In early 2015, the popularity of the ruling party declined dramatically due to major corruption scandals involving the government and Mr. Orban’s family. Voters started shifting toward the neo-Nazi Jobbik party — which is, distressingly, the only serious opposition to Mr. Orban’s government. These neo-Nazis have been moralizing about anticorruption policies and defending the rights and interests of what they call true-born Hungarians.

Raising the refugee issue provided Mr. Orban’s beleaguered government with a unique opportunity to mount a nationalist, racist, xenophobic campaign of its own — while of course taking care to distinguish itself from the neo-Nazis by refusing to spout hatred about either the Jews or the Roma.

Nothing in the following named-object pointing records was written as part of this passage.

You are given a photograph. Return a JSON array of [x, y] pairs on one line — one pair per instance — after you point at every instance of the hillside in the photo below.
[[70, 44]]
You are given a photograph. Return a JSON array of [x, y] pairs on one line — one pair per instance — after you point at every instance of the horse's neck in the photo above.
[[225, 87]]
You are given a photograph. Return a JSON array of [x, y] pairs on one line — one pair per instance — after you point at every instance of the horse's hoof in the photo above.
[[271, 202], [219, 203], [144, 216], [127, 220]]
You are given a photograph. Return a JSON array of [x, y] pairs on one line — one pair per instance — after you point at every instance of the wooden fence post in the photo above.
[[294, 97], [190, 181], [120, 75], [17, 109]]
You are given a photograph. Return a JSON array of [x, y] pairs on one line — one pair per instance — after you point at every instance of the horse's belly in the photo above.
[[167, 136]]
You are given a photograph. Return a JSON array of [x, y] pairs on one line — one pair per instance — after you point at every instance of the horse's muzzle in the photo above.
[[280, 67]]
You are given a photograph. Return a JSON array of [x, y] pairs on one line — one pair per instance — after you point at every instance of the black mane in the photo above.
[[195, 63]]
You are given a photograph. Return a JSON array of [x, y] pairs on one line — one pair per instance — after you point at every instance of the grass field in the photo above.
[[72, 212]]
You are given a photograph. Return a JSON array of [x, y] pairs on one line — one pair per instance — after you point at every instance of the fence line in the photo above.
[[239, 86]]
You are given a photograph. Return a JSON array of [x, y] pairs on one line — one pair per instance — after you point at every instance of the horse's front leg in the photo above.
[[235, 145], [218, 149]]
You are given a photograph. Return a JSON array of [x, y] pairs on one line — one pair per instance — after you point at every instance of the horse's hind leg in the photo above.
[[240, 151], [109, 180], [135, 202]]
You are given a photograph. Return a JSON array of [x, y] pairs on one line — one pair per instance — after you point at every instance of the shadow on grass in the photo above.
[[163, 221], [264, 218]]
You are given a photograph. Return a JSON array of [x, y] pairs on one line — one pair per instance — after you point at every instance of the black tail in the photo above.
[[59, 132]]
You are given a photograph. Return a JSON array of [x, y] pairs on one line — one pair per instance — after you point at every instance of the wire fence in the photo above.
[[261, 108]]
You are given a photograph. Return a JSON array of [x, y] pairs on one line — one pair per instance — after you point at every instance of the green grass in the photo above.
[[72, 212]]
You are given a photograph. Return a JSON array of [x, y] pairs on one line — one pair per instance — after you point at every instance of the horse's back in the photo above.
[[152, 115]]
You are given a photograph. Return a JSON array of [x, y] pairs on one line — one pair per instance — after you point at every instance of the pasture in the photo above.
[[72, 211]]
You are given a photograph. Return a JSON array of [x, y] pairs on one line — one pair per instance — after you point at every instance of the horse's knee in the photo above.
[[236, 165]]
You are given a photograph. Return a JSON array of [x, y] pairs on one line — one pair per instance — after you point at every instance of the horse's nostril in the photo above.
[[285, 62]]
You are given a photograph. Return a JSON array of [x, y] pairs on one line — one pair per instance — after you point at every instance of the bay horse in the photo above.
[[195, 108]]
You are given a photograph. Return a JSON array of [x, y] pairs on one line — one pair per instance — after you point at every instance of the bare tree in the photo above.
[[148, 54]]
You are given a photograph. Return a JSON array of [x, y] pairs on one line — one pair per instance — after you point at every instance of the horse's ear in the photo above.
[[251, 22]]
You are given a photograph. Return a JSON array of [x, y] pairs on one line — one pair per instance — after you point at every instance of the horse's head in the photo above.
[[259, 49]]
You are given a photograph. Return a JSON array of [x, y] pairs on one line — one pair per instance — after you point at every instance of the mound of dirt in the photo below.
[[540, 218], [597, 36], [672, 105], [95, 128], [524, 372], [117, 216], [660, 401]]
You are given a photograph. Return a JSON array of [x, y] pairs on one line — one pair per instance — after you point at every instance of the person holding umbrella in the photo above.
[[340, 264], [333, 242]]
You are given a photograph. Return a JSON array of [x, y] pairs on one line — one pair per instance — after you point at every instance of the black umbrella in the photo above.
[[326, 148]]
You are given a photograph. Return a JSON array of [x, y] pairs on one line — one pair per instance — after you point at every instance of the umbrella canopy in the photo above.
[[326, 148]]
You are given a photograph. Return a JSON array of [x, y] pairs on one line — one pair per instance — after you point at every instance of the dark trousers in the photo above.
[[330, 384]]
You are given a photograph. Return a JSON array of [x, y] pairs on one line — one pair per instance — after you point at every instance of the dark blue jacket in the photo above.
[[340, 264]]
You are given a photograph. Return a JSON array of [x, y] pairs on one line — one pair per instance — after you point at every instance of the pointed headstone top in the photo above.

Following a nationwide billboard campaign over the summer that incited hatred and spread fear with slogans like “If you come to Hungary, you must respect our culture,” the country — as if it were at war — is now flooded with huge posters: “The people decided, we must defend our country.” Faced with Mr. Orban’s radicalism, the neo-Nazis look faint-hearted and indecisive. Had Jobbik done what the prime minister is doing now, it would have been widely denounced. But the prime minister is posing as the Christian savior of Europe.

According to the official history books — and there are only officially-approved history books in Hungarian schools today — Hungary has always been the last bastion of Christianity in Europe: against the Mongols in the 13th century, against the Ottomans in the 16th and 17th, and against the Bolsheviks during World War II.

Now, according to this narrative, Hungary is being forced to defend the same values as the West lapses into moral relativism, multiculturalism and same-sex marriage. Sometimes, according to the logic of Hungarian foreign policy, the only way to defend the traditions of Christianity is to make an alliance with the East, joining Vladimir Putin’s crusade against the decadent West.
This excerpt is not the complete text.